First-Party vs. Third-Party Insurance Claims Explained
The distinction between first-party and third-party insurance claims shapes every aspect of how a claim is filed, investigated, and resolved — from which insurer handles the loss to which legal standards govern the outcome. First-party claims involve a policyholder seeking coverage directly from their own insurer, while third-party claims involve a person seeking compensation from someone else's insurer. Understanding this structural divide is foundational to navigating the insurance claims process overview and exercising rights under a policy.
Definition and scope
A first-party claim is a demand made by the named insured (or a covered party) against their own insurance policy. The insurer and insured are, respectively, the second and first parties to the contract — hence the term. Common examples include homeowners filing against their own property policy after a fire, or a driver filing under their own collision coverage after an accident.
A third-party claim is a demand made by someone who is not a party to the policy — a person outside the insured-insurer relationship — against the policy of the individual or entity they hold responsible for their loss or injury. Auto liability claims, general liability claims, and professional liability claims typically arise as third-party matters.
The National Association of Insurance Commissioners (NAIC), through its model regulations published at naic.org, distinguishes these claim types in the context of unfair claims settlement practices: the duty of good faith an insurer owes differs depending on whether the claimant is a policyholder or an injured third party. Most state insurance codes incorporate NAIC Model Act language establishing that insurers must handle both claim types within defined time standards — typically 10 to 15 business days for acknowledgment and 30 to 45 days for resolution, depending on the state (NAIC Model Unfair Claims Settlement Practices Act, §4).
The scope of the first-party/third-party divide extends across nearly every insurance product line, including auto insurance claims, property damage claims, commercial insurance claims, and liability claims processes.
How it works
The procedural mechanics of each claim type differ at several discrete stages:
First-party claim process:
- Notice — The insured notifies their own insurer of the covered loss within the timeframe specified in the policy (typically 30–60 days, depending on the product and state).
- Proof of loss — The insured submits documentation supporting the claim; proof of loss requirements typically include sworn statements, itemized inventories, and supporting receipts.

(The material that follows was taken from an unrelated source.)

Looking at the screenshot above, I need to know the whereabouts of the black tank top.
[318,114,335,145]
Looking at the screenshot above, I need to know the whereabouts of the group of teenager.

- Investigation — The insurer assigns an adjuster who inspects damage, reviews policy terms, and assesses coverage applicability.
- Valuation — The insurer determines the payable amount under the applicable valuation standard — actual cash value vs. replacement cost being the most consequential distinction.
- Payment or denial — The insurer tenders payment or issues a denial letter with the specific policy grounds cited.
Third-party claim process:
- Demand or report — A third party (or their attorney or insurer via subrogation in insurance claims) contacts the at-fault party's insurer.
- Liability investigation — The insurer investigates fault, causation, and the extent of the third party's damages, including reviewing police reports, witness statements, and medical records.
- Coverage confirmation — The insurer verifies that the underlying policy was in force and covers the loss event.
- Negotiation and settlement — The insurer negotiates a settlement with the third-party claimant or their representative under the insurance claim settlement process.
- Resolution — Settlement is paid, or if disputed, the matter may proceed to mediation and arbitration in insurance claims or litigation.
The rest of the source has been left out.